Crueldade – “A indiferença ou a crueldade com as outras criaturas deste mundo sempre acabam de alguma forma por repercutir-se no tratamento que reservamos aos outros seres humanos.”
Limite – “Cada época tende a desenvolver uma reduzida autoconsciência dos próprios limites.”
Homem e Natureza – “Sempre se verificou a intervenção do ser humano sobre a natureza, mas durante muito tempo teve a característica de acompanhar, secundar as possibilidades oferecidas pelas próprias coisas; tratava-se de receber o que a realidade natural por si permitia, como que estendendo a mão. Mas, agora, o que interessa é extrair o máximo possível das coisas por imposição da mão humana, que tende a ignorar ou esquecer a realidade própria do que tem à sua frente. Por isso, o ser humano e as coisas deixaram de se dar amigavelmente a mão, tornando-se contendentes.”
Trabalho – “Somos chamados ao trabalho desde a nossa criação. Não se deve procurar que o progresso tecnológico substitua cada vez mais o trabalho humano: procedendo assim, a humanidade prejudicar-se-ia a si mesma.

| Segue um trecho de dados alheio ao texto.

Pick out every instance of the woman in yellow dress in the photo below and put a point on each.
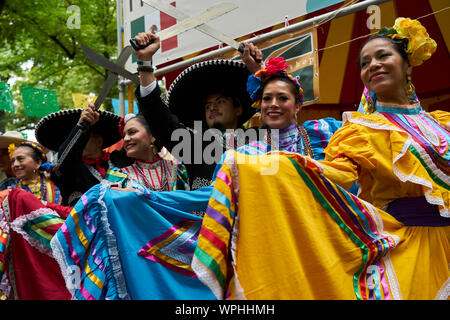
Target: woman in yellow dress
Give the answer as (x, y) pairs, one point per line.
(284, 226)
(400, 156)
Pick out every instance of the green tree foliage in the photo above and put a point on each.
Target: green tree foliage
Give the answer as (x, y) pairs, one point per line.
(40, 46)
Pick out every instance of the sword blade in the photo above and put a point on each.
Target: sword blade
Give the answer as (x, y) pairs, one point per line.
(193, 22)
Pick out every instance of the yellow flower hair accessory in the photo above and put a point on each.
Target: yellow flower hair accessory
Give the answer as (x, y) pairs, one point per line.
(11, 149)
(420, 45)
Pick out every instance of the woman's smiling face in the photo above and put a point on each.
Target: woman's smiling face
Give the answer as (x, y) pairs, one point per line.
(23, 165)
(278, 105)
(137, 141)
(383, 70)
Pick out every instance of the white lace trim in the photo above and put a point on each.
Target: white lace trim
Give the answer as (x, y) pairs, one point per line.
(17, 224)
(444, 212)
(389, 268)
(207, 277)
(59, 256)
(444, 292)
(231, 162)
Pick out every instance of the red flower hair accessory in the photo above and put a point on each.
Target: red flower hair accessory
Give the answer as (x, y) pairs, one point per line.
(121, 126)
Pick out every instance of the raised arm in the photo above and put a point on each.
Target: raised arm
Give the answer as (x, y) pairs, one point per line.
(150, 101)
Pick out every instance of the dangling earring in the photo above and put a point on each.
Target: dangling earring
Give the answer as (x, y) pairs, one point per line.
(410, 90)
(154, 149)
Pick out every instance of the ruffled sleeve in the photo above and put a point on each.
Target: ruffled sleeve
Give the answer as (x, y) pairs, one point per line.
(348, 150)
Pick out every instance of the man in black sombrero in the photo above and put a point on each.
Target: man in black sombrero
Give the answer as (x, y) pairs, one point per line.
(81, 160)
(209, 94)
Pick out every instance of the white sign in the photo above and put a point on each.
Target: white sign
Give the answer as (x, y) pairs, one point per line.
(249, 17)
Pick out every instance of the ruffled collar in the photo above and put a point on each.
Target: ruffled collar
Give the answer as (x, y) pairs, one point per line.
(148, 164)
(289, 138)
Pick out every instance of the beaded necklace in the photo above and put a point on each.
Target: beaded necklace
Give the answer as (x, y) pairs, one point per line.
(164, 179)
(302, 137)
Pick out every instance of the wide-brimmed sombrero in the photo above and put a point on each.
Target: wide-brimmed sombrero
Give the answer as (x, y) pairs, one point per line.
(189, 90)
(10, 137)
(52, 130)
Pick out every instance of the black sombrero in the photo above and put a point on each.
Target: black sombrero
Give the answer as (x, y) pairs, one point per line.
(52, 130)
(188, 91)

O trabalho é uma necessidade, faz parte do sentido da vida nesta terra, é caminho de maturação, desenvolvimento humano e realização pessoal.”
Ética e Técnica – “Quando a técnica ignora os grandes princípios éticos, acaba por considerar legítima qualquer prática.”
Consumo – “Quanto mais vazio está o coração da pessoa, tanto mais necessita de objectos para comprar, possuir e consumir.”
Simplicidade – “As pessoas que saboreiam e vivem melhor cada momento são aquelas que deixam de debicar aqui e ali, sempre à procura do que não têm, e experimentam o que significa dar apreço a cada pessoa e a cada coisa, aprendem a familiarizar-se com as coisas mais simples e sabem alegrar-se com elas.”